I’d like to question the tendency to absolve academic centers of any possible wrongdoing on the basis of their educational reputation or non-profit status. Of course, financial gain is not the only motivator behind endeavors, initiatives, and behaviors – though it may be the easiest to measure.

As a medical student I witnessed a sad example of academic misbehavior. Senior residents in the department of plastic surgery were performing liposuction procedures after hours for cash. When a patient experienced an infectious complication from a thigh liposuction procedure, an investigation ensued. The residents claimed to be putting the cash into the residency fund, to be used to support travel, lodging and participation in annual assemblies – therefore exonerating themselves of wrong-doing.

It is unclear if the department chair was fully aware of what the residents were up to, though he was reprimanded, terminated, and ended up teaching at another institution. The plastic surgery department lost its accreditation, and all of the residents had to finish their training elsewhere. As for me, I lost my mentor (the department chair) and ended up not pursuing a career in surgery. There certainly was a lot of fall out from that debacle on all sides.

A case of academic double standards was highlighted recently by Dr. George Lundberg in a Medscape editorial where journal editors claimed that continuing medical education (CME) courses should never be sponsored by for-profit companies. Meanwhile the journal accepted advertising from these same companies:

…The JAMA editors who wrote in 2008: “…providers of continuing medical education courses should not condone or tolerate for-profit companies…providing funding or sponsorship for medical education programs….” This is from a publication that, for more than 100 years, has been supported primarily by advertising revenue, mostly pharmaceutical. The editors will say “yes, but we follow rules to prevent bias or improper influence.” True. So do we, a for-profit company, follow rules that prevent bias and improper influence.

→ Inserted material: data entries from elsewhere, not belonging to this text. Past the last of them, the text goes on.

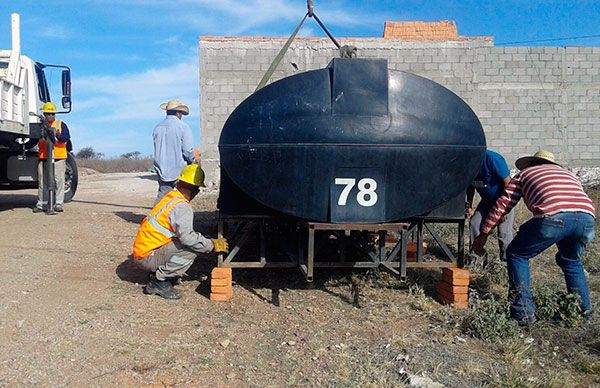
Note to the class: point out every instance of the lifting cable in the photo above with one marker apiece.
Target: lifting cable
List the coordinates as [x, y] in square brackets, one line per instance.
[345, 51]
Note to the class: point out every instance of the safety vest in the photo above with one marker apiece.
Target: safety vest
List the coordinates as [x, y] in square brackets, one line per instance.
[60, 148]
[156, 230]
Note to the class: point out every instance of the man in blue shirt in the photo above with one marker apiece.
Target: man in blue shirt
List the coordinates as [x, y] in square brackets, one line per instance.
[490, 182]
[173, 146]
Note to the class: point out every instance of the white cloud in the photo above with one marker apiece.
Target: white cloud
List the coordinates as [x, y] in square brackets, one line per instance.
[116, 113]
[137, 95]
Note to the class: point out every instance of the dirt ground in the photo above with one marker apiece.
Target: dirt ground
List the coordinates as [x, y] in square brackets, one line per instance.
[72, 313]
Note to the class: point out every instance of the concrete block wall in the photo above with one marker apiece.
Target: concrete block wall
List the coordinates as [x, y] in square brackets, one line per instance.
[527, 98]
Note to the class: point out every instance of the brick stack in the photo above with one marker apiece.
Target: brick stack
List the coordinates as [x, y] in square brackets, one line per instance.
[453, 288]
[221, 289]
[421, 31]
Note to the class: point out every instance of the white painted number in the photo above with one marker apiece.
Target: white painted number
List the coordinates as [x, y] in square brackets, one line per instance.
[349, 182]
[366, 189]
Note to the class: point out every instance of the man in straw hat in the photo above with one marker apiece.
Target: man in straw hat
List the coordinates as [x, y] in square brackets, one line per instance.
[562, 214]
[173, 146]
[166, 243]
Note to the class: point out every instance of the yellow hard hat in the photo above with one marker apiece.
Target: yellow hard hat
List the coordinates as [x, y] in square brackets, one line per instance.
[49, 108]
[192, 174]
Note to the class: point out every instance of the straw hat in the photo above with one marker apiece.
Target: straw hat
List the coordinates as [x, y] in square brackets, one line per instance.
[175, 105]
[526, 161]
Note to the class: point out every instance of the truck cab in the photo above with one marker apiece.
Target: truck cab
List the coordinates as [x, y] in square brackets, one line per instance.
[23, 91]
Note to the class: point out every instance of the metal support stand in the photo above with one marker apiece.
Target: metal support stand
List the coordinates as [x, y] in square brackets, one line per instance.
[254, 241]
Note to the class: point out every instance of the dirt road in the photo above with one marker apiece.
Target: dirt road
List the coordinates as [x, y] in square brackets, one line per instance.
[72, 312]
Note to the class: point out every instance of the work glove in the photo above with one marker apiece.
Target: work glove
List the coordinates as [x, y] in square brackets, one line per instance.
[220, 245]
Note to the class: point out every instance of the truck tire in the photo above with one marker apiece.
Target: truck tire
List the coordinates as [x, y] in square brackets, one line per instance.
[71, 178]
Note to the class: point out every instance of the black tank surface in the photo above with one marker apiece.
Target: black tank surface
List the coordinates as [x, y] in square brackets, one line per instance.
[351, 143]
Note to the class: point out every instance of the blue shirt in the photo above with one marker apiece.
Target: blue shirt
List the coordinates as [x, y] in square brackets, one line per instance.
[173, 148]
[489, 182]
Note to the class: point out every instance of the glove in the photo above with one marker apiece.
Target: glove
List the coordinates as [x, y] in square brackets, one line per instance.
[220, 245]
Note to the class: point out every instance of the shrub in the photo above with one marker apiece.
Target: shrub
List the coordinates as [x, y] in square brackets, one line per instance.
[554, 304]
[489, 320]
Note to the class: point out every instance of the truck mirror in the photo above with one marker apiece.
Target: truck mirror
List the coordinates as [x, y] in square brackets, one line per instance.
[66, 101]
[66, 84]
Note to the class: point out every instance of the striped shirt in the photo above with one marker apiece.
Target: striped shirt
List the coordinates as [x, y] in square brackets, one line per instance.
[547, 190]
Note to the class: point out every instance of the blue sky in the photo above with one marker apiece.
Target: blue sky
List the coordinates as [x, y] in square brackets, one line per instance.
[128, 56]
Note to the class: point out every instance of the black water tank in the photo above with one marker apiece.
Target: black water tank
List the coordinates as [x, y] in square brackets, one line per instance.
[351, 143]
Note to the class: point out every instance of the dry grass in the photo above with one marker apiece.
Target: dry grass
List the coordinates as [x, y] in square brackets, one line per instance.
[116, 164]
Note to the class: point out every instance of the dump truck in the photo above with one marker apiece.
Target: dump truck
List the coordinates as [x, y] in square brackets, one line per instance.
[24, 89]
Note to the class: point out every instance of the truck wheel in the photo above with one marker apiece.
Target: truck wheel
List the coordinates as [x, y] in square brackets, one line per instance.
[71, 178]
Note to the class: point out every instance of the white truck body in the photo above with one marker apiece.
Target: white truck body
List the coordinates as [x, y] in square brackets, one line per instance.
[23, 92]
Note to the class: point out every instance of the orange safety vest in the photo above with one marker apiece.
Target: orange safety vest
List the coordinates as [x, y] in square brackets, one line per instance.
[156, 230]
[60, 148]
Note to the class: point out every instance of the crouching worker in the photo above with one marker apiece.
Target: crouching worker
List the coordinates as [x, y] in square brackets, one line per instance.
[166, 243]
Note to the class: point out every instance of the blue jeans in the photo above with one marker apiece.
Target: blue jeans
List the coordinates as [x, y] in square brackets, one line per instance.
[570, 232]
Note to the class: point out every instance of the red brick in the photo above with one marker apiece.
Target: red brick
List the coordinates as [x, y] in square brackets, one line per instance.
[450, 297]
[220, 282]
[220, 273]
[221, 289]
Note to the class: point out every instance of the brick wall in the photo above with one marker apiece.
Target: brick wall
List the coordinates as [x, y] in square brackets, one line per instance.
[527, 98]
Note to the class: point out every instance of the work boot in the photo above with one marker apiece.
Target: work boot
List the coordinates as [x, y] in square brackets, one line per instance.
[162, 288]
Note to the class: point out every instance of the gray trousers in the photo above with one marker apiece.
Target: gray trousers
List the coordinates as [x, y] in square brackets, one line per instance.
[164, 188]
[505, 229]
[169, 261]
[59, 177]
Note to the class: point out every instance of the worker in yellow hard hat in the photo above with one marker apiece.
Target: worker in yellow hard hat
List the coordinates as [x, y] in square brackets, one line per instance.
[166, 243]
[61, 150]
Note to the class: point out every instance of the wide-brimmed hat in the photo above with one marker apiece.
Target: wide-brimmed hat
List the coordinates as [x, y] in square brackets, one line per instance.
[175, 105]
[526, 161]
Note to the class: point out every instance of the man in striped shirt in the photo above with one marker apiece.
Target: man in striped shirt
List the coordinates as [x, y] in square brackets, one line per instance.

On the positive side, there are many examples of for-profit companies who cultivate a culture of environmental responsibility and charity – Ben & Jerry’s, SC Johnson, and Patagonia come to mind. And let’s not forget the foundations created by Bill and Melinda Gates, Warren Buffet and many others thanks to overflow from for-profit endeavors.

In the end, conflicts of interest, hidden agendas, and secret quid pro quos are a matter of individual character and corporate culture. The people who build a company (or a country) have more to do with its behaviors and processes than the simple label “for profit” or “non profit” or any assumptions made at such a superficial level.

We are all biased in many ways, both consciously and unconsciously. The best we can do is to strive for transparency. It may be best to judge each entity and/or individual by their degree of transparency rather than profit status, academic status, or subject matter expertise. For-profit companies can be highly ethical, and academic centers can be rife with undisclosed conflicts and questionable behaviors.

Healthcare organizations should not avoid or incur scrutiny based on their profit status alone. Bias comes in many forms – and the best we can do is work for the good of others in full knowledge of the influences around us.